I'm feeling down. but not as much as i thought.
I kind of knew after the audition that I didn't get the job. The pieces they chose were the most difficult, and I didn't play them flawlessly. And hearing another violinist in the warmup room next door helped me know what I was up against.
The personnel manager for the symphony just called to say that they had filled the positions that they needed and couldn't offer me a job in the symphony this year. "There were some really good candidates. It was a tough audition." The'll keep my name on their 'sub-list' in case they ever need one.
Sadly for me, this is kind of a first. I *imagine* the feeling of disapointment much more than it actually happens to me. So I guess it's good for me. I've never really taken a risk like that before. (We'll see if I ever do that again now!! :)
So...I really should have just kept this whole audition thing to myself. I know it shouldn't be, but public rejection is really worse.
Some recent conversations and circumstances in my life have put this in perspective though.
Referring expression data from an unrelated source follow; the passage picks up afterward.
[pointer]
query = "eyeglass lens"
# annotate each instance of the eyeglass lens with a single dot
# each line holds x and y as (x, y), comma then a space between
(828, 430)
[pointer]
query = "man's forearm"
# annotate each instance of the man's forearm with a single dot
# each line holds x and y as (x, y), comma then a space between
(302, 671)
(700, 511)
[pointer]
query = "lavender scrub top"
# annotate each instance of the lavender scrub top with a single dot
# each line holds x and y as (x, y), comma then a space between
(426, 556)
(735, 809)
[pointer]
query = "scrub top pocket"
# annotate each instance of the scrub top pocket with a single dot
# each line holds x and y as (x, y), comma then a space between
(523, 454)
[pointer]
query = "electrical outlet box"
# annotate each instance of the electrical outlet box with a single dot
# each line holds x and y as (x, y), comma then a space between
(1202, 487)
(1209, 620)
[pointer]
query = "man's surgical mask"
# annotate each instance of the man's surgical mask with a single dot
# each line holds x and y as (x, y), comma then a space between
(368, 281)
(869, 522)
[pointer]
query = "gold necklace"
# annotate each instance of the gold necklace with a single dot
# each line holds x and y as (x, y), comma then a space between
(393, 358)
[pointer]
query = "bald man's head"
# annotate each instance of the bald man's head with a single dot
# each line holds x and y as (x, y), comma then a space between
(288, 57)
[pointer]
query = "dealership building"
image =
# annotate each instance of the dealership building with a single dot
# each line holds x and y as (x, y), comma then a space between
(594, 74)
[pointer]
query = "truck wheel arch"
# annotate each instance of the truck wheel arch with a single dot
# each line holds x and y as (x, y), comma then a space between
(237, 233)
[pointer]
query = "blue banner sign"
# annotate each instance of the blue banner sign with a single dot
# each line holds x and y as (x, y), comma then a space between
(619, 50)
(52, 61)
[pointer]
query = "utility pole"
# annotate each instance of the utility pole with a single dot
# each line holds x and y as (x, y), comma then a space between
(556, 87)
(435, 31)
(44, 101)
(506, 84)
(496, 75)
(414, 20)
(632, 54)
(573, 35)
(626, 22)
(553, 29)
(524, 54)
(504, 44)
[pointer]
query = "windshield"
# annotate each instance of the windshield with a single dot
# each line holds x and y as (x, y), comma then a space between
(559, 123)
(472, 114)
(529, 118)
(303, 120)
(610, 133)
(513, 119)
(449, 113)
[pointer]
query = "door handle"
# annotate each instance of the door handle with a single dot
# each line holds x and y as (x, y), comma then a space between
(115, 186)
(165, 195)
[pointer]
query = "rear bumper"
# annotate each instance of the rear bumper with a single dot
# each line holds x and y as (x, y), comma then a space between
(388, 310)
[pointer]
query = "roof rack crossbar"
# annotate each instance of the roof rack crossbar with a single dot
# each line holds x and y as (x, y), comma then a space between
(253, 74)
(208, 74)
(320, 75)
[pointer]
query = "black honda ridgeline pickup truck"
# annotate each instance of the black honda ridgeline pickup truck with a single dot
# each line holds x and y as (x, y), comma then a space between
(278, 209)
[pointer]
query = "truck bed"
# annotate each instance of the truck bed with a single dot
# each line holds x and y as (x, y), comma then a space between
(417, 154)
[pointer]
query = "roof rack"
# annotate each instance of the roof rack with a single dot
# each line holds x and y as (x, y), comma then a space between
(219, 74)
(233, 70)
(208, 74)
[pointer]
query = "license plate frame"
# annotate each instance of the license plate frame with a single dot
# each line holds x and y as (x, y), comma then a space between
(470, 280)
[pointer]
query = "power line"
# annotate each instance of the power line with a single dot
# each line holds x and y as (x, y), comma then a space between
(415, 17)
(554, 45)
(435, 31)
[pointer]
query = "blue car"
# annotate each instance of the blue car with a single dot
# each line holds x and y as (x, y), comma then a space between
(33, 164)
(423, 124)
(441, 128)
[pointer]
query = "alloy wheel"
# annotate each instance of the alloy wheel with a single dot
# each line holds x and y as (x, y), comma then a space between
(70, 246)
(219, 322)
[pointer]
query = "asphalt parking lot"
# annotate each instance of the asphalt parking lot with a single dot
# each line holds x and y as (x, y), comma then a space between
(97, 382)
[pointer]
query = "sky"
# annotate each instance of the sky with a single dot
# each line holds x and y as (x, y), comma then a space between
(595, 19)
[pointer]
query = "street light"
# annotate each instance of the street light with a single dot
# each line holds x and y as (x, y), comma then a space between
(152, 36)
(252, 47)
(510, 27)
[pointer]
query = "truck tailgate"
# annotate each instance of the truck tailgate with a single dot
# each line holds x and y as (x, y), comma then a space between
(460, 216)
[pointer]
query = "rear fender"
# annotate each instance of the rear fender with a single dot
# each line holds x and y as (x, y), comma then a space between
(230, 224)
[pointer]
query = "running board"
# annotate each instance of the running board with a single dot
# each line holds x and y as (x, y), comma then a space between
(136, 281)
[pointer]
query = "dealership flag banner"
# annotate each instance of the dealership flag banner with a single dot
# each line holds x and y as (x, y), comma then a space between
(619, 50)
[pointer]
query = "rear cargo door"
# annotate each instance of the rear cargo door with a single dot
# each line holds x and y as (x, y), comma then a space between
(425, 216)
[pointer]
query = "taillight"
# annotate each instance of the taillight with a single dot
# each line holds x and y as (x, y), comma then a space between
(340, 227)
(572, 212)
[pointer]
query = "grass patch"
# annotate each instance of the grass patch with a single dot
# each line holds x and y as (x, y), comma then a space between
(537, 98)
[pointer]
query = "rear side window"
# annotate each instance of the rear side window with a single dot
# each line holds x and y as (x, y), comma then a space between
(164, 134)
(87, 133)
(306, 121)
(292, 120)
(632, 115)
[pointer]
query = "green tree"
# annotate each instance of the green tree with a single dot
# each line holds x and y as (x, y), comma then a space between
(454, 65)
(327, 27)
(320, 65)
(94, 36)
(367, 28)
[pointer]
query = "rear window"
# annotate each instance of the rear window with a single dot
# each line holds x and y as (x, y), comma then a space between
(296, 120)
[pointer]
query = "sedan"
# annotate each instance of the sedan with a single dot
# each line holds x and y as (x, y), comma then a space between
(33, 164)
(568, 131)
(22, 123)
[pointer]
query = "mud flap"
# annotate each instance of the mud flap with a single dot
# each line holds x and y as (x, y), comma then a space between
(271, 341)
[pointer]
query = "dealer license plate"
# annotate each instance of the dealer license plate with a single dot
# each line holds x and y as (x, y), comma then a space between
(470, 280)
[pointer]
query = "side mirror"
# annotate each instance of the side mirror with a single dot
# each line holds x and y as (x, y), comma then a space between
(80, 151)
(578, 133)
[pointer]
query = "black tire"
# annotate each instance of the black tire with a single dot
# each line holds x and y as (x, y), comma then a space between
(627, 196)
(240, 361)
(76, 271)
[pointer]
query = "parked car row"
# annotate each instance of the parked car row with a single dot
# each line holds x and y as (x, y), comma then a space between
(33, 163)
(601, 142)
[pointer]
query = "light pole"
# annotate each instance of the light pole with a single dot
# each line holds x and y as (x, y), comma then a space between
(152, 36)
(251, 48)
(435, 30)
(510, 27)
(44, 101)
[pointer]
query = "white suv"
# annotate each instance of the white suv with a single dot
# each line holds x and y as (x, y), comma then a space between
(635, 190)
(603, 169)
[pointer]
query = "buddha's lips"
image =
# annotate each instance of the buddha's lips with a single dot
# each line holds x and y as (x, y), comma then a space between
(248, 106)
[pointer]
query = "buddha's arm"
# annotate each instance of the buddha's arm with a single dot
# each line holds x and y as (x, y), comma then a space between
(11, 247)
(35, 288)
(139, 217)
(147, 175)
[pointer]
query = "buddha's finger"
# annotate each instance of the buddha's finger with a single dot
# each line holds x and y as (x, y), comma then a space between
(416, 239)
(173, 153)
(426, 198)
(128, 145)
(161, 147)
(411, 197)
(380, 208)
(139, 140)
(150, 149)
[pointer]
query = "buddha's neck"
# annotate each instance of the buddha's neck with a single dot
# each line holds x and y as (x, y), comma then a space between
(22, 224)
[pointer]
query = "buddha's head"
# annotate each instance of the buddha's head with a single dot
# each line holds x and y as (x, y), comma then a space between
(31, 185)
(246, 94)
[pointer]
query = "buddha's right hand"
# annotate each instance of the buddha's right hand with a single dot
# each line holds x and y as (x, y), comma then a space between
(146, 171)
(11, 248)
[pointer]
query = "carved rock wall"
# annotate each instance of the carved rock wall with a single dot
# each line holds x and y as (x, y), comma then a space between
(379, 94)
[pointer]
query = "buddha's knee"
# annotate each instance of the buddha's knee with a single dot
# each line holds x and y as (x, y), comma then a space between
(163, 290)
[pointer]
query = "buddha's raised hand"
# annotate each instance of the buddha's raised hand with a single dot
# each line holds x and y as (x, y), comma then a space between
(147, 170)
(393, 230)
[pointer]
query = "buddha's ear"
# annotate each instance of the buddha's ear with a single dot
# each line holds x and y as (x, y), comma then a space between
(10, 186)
It's disappointing, but my life is already too rich and full to complain. I have a near perfect life. An amazing husband...a really loving, fun family, and a job I love (that already takes up too much time). I am so blessed. A little disappointed today, but when I'm enjoying a few evenings at home this year, I'll think of how much more exhaused I could have been had I been allowed to take on one more thing.
In other news, I *will* be playing later this month at the Dogwood Center Black Box theatre again with two of the performing artists ('Mother Soul' and Chris Cordle) on September 24th. That will be a fun outlet. Maybe I'll get to do more freelance and studio playing this year than I thought.